Mouse sensory neurons are shown in magenta. BH4, the molecule driving chronic pain, is shown in green. Hence, the neurons “in pain” are seen in green/white. Credit: Cronin/IMBA
“Chronic pain is currently subjected to often ineffective palliative treatments. Furthermore, effective painkillers such as opioids can lead, if used inappropriately, to severe addiction. It is therefore critical to find and develop new and repurposed drugs to treat chronic pain,” says co-corresponding author Clifford Woolf, professor of neurology and neurobiology at Harvard Medical School and director of the F.M. Kirby Neurobiology Center at Boston Children’s Hospital.
One intriguing aspect of the study is the mechanistic link between pain and lung cancer.
“The same triggers that drive tumor growth appear to be also involved in setting the path to chronic pain, often experienced by cancer patients. We also know that sensory nerves can drive cancer, which could explain the vicious circuit of cancer and pain,” adds co-corresponding author Josef Penninger, IMBA group leader and founding director, who is currently also the director of the Life Sciences Institute at the University of British Columbia (UBC), Vancouver, Canada.
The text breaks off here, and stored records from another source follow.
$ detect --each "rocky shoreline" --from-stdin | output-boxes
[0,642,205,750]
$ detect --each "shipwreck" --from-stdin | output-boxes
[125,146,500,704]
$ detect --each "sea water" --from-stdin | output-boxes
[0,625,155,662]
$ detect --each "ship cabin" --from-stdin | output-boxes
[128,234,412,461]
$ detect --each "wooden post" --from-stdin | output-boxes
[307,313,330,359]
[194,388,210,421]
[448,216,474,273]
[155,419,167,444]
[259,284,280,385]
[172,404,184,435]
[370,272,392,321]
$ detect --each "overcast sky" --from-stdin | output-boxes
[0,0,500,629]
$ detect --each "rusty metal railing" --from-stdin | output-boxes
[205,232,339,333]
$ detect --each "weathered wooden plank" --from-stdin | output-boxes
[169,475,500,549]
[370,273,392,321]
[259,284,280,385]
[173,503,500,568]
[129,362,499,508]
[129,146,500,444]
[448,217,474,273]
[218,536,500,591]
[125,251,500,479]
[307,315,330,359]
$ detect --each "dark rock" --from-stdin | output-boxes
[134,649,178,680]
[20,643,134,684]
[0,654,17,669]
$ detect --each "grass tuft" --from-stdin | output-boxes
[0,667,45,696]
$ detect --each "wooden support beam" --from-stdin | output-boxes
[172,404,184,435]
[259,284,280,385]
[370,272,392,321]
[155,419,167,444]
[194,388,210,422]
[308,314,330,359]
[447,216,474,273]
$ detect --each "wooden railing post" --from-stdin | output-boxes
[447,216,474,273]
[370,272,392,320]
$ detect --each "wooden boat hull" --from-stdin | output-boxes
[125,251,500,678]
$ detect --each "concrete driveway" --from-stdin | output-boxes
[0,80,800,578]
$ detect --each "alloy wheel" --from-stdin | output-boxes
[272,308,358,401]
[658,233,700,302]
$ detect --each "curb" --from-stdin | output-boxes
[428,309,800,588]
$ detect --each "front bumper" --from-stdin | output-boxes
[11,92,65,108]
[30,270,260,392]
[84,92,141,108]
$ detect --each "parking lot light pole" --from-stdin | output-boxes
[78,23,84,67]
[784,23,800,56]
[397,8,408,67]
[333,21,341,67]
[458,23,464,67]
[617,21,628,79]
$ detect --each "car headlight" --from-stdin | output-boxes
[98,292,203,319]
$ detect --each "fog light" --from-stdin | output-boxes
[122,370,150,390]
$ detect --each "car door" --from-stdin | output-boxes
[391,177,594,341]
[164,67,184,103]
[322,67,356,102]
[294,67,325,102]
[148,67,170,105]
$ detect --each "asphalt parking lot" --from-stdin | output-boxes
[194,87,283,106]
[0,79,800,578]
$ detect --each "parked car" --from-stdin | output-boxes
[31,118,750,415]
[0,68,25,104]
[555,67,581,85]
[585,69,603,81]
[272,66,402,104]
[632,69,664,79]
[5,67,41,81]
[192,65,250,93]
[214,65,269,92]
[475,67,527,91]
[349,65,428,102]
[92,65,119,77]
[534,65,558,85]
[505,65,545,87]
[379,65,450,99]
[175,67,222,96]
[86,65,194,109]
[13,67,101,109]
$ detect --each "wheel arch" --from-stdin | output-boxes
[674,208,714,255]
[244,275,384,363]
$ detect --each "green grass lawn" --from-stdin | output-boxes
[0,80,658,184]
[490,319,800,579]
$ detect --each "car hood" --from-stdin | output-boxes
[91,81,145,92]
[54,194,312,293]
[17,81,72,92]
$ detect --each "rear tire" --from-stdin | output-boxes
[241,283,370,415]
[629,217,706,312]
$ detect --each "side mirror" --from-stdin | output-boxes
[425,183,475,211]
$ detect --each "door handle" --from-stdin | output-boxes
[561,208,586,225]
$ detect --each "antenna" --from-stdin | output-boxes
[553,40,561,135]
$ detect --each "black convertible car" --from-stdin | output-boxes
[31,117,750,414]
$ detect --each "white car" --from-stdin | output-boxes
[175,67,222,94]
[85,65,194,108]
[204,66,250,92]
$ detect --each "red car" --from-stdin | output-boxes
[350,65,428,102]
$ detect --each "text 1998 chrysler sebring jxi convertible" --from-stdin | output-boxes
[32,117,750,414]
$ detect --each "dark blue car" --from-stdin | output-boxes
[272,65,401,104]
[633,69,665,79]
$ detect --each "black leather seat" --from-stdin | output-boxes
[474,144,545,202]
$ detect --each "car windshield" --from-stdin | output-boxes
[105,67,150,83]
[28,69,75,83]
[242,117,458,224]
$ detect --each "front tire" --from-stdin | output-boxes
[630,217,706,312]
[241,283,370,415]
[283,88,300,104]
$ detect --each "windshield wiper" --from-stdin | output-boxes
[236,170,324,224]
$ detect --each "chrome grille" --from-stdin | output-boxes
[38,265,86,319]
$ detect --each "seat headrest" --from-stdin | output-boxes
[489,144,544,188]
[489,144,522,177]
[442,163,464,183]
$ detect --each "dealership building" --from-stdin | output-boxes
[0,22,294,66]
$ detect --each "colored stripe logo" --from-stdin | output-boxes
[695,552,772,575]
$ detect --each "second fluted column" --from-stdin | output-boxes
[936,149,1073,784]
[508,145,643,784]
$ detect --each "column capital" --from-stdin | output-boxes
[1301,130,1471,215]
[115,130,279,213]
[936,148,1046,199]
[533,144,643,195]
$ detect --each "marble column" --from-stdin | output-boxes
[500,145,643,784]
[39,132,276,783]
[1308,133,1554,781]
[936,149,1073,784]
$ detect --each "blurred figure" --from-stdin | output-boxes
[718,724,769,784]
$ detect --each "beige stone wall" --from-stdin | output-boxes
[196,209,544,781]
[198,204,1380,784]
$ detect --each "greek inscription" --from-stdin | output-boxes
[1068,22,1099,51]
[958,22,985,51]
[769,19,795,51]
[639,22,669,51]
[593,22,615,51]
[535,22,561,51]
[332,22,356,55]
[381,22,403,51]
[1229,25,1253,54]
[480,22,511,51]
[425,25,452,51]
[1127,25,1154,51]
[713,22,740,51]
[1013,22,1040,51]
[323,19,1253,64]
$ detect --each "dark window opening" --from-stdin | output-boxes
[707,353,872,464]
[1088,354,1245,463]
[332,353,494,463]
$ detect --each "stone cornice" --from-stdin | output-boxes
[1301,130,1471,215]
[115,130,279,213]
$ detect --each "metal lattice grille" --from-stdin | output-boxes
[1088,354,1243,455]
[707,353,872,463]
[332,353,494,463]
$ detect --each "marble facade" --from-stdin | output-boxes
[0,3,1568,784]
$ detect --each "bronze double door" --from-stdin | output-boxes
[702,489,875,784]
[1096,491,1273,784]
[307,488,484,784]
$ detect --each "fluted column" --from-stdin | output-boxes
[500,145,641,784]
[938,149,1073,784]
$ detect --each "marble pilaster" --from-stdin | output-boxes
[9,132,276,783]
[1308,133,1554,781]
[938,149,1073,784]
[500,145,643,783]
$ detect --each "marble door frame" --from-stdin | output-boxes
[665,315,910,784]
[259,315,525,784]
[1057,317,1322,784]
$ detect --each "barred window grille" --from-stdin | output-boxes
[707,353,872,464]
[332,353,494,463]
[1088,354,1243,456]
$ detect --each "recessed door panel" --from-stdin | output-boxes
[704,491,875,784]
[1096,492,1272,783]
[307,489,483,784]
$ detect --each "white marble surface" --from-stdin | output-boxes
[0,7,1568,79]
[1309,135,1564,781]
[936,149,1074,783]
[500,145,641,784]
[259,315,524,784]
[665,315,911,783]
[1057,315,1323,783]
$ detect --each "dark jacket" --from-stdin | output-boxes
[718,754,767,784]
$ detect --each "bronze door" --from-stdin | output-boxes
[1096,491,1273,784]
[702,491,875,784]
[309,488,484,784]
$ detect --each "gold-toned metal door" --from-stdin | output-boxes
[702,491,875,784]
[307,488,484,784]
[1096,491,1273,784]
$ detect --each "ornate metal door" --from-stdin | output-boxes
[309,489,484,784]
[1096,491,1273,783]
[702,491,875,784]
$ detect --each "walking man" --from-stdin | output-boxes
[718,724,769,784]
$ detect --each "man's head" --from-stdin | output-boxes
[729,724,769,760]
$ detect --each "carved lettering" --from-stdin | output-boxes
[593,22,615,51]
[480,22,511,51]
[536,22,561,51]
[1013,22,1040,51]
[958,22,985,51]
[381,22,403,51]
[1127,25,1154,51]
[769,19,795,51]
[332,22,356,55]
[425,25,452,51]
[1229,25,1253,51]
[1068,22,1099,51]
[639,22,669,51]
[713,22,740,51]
“Understanding these cross-talks is therefore not only critical for cancer treatments but might also help to improve the quality of life for cancer patients towards less pain.”
Phenotypic drug screen uncovers the metabolic GCH1/BH4 pathway as key regulator of EGFR/KRAS-mediated neuropathic pain and lung cancer
Increased tetrahydrobiopterin (BH4) generated in injured sensory neurons contributes to increased pain sensitivity and its persistence. GTP cyclohydrolase 1 (GCH1) is the rate-limiting enzyme in the de novo BH4 synthetic pathway, and human single-nucleotide polymorphism studies, together with mouse genetic modeling, have demonstrated that decreased GCH1 leads to both reduced BH4 and pain.
However, little is known about the regulation of Gch1 expression upon nerve injury and whether this could be modulated as an analgesic therapeutic intervention.
We performed a phenotypic screen using about 1000 bioactive compounds, many of which are target-annotated FDA-approved drugs, for their effect on regulating Gch1 expression in rodent injured dorsal root ganglion neurons. From this approach, we uncovered relevant pathways that regulate Gch1 expression in sensory neurons.
We report that EGFR/KRAS signaling triggers increased Gch1 expression and contributes to neuropathic pain; conversely, inhibiting EGFR suppressed GCH1 and BH4 and exerted analgesic effects, suggesting a molecular link between EGFR/KRAS and pain perception. We also show that GCH1/BH4 acts downstream of KRAS to drive lung cancer, identifying a potentially druggable pathway.
Our screen shows that pharmacologic modulation of GCH1 expression and BH4 could be used to develop pharmacological treatments to alleviate pain and identified a critical role for EGFR-regulated GCH1/BH4 expression in neuropathic pain and cancer in rodents.